Da sind junge Menschen beim Zelten, auf dem Motorrad, am See und im Café zu sehen. Diese Passagen sind voller Luft, Licht und Musik; manches mutet wie ein Abenteuerspiel an. Der Film zeigt bewusst den Alltag der Widerständler, um sie vom Heldensockel herunter zu holen, auf den sie zu DDR-Zeiten gestellt wurden. Sie erscheinen als Menschen wie du und ich.
Mittäter als Menschen
Regisseur Dresen, dessen Filme zumeist in der Gegenwart spielen, wagt sich mit diesem Film erstmals – abgesehen vom biopic des DDR-Liedermachers „Gundermann“ (2018) – an ein historischen Thema. Allerdings greift er nur so weit wie nötig auf historisierende Elemente zurück. Einordnende Texttafeln werden ebenso vermieden wie sattsam bekannte Versatzstücke von NS-Filmen: Es gibt weder wehende Fahnen noch marschierende Kolonnen oder brüllende Nazischergen in Uniform.
Hintergrund
Lesen Sie hier eine Rezension des Films "Gundermann" – facettenreiches Biopic über den DDR-Liedermacher von Andreas Dresen
und hier eine Besprechung der Ausstellung "Voll das Leben! Andreas Dresen und Team" – umfassende Werkschau seiner Filmographie im Filmmuseum Potsdam
und hier einen Beitrag über den Film "Die Ermittlung" – Verfilmung des Theaterstücks von Peter Weiss über den Frankfurter Auschwitz-Prozess 1963/5 von RP Kahl
und hier einen Bericht über den Film "Ein verborgenes Leben" – brillantes Historien-Drama über christlichen Widerstand im Zweiten Weltkrieg von Terrence Malick.
Hoffnungsschimmer am Ende
Den Akteuren ist anzumerken, dass sie in einem System gefangen sind, das sie vielleicht nicht hundertprozentig gutheißen, aber trotzdem mit stützen. Dabei schonen der Regisseur und seine langjährige Drehbuchschreiberin Laila Stieler die Zuschauer nicht: Manche Szenen sind in ihrer Intensität emotional nur schwer auszuhalten, aber niemals rührselig oder schockierend.

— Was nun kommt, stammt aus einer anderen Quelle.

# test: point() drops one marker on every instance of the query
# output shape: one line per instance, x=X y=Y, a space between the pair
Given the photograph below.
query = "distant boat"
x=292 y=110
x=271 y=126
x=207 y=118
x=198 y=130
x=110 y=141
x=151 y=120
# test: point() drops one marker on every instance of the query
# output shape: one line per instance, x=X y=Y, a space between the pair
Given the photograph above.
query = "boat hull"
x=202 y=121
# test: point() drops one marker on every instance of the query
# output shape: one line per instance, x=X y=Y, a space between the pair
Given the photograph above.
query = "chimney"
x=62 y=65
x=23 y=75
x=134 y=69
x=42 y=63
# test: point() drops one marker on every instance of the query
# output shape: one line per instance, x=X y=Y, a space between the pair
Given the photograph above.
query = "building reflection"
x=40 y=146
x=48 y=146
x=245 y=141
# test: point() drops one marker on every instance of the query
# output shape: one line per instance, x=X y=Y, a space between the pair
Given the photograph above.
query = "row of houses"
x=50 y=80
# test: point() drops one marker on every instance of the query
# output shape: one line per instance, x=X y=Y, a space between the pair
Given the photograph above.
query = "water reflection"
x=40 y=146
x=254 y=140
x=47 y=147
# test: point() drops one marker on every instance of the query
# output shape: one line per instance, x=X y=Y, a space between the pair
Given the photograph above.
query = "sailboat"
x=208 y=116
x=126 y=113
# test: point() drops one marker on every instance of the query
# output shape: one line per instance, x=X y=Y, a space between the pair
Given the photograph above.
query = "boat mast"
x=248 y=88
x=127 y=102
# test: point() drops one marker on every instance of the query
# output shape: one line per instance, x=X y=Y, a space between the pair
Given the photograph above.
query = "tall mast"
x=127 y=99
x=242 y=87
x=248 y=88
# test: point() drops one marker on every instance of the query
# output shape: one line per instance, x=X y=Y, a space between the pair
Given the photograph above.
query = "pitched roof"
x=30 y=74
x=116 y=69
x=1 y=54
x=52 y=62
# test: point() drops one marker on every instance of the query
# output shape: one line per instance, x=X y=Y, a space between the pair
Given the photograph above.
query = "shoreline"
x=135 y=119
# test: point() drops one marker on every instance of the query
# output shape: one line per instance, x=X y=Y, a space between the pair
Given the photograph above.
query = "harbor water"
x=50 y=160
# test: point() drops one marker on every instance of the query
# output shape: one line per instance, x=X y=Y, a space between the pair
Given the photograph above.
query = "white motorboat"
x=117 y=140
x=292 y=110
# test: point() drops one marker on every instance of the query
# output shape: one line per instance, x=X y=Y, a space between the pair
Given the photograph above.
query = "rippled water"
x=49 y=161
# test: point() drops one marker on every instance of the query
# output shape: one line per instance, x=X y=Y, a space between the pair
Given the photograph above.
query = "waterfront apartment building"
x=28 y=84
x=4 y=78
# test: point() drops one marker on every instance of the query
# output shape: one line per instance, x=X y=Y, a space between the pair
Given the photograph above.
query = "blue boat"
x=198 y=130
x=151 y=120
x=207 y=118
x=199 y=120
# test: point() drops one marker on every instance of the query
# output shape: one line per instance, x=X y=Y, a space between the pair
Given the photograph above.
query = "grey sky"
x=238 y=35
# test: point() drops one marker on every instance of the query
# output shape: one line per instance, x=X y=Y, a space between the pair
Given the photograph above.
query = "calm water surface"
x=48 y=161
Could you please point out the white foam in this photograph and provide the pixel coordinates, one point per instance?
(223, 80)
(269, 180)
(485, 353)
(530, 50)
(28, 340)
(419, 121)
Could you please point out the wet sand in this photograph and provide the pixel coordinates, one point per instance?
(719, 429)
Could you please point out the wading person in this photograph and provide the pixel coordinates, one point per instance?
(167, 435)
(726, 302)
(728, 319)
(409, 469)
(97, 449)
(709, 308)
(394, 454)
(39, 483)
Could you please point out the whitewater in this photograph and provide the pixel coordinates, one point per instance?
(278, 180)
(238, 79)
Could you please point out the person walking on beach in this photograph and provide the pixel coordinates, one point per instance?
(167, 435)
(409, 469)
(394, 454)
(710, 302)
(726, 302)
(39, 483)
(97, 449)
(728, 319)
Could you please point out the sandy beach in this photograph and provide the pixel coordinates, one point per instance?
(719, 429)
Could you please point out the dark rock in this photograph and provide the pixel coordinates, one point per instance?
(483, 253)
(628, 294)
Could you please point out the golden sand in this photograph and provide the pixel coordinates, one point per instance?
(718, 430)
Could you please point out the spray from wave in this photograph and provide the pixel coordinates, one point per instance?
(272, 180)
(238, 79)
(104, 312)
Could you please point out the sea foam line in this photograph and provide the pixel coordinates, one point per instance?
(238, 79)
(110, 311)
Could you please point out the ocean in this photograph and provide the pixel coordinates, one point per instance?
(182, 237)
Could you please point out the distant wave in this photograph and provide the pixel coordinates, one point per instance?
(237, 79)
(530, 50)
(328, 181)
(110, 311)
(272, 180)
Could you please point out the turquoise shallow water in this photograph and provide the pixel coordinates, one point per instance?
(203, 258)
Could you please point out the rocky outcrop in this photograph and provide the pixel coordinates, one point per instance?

Als Gegenengewicht dient die Figur des Pfarrers Harald Poelchau (phänomenal: Alexander Scheer); er spendet der nichtreligiösen Hilde vor ihrem letzten Gang etwas Trost und zeichnet ihre letzten Worte für ihre Familie auf. Tatsächlich begleitete dieser Gefängnispfarrer in der NS-Zeit etwa 1000 Menschen vor ihrer Hinrichtung. Am Ende sieht Hilde noch einmal kurz das Sonnenlicht und das Wichtigste: Ihr kleiner Sohn Hans überlebt – und mit ihm die Hoffnung in düsteren Zeiten.